In a single-circuit layout of a power plant with a boiling reactor, the reactor itself fulfils the function of a steam generator. The simpler construction of the power plant with fewer components is cheaper and easier to control but on the other hand, it brings the potential possibility of radioactivity transfer to the turbine. The controlled area must therefore also include an entire auxiliary building.
Due to the presence of the steam phase in the upper part of the core and the occupation of the upper space of the pressure vessel by the steam generated by the separator and dryer systems, the control and emergency rods are inserted into the reactor from below. The performance of BWR reactors can be regulated mainly by changing the position of the absorption rods and by changing the flow rate of the coolant with the content of the steam-water mixture through the core. The bubbles contained in the boiling water reduce its moderating abilities and thereby suppress the ongoing fission reaction.

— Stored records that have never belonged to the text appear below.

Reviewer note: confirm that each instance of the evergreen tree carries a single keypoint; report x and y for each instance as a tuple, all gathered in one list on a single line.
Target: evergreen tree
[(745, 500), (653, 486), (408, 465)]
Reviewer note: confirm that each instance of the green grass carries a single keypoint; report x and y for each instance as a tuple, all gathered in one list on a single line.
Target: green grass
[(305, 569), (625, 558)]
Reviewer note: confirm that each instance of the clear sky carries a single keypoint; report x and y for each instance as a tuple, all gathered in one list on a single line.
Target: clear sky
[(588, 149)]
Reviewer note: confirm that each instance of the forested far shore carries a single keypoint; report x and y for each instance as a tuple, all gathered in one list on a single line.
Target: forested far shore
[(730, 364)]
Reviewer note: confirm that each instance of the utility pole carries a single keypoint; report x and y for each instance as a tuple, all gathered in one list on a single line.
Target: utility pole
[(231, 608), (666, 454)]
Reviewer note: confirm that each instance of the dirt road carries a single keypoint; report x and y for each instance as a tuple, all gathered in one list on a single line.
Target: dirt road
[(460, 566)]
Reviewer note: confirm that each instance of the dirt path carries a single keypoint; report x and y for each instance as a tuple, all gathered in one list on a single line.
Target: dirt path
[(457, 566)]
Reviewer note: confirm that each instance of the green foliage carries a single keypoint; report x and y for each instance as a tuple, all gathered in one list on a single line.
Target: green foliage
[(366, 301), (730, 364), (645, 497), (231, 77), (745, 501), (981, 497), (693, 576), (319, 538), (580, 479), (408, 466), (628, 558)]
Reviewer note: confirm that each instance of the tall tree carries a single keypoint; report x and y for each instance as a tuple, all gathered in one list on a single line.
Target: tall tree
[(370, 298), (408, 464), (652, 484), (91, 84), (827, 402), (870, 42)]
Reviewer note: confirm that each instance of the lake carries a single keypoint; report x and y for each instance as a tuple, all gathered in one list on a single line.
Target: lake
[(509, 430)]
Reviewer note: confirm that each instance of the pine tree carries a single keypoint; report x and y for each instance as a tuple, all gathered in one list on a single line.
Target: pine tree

The fuel is again cylindrical ceramic pellets made of slightly enriched uranium oxide. The pellets are stacked into 14 mm diameter fuel rods, which are assembled into square fuel assemblies approximately 4 meters long. Four fuel assemblies, among which an absorption rod with a cross-section in a shape of cross moves, form the basic fuel module of BWR reactors. The reactor is refuelled once a year during shutdown, when the reactor is opened and a quarter to a third of the fuel assemblies are replaced.
Ordinary demineralized water reliably fulfils the function of moderator and coolant at the same time. The BWR reactor operates with a water pressure of approximately 7 MPa and its temperature reaches up to 290 °C. The presence of steam in the reactor and the power control by changing the density of the moderator increase the production of plutonium and thus contribute to more efficient use of the fuel.
The lower pressure and overall lower power density compared to a PWR in turn extends the life of the reactor’s steel pressure vessel. Last but not least, the advantage of BWR reactors from the point of view of safety is also their large negative temperature coefficient of reactivity.
In power plants with BWR reactors, all operational systems, including the fuel exchange system, are hermetically sealed within a protective cover consisting of a steel jacket and a concrete building. In case of an accident, the protective cover fulfils an important safety function — it prevents the release of fission products into the environment.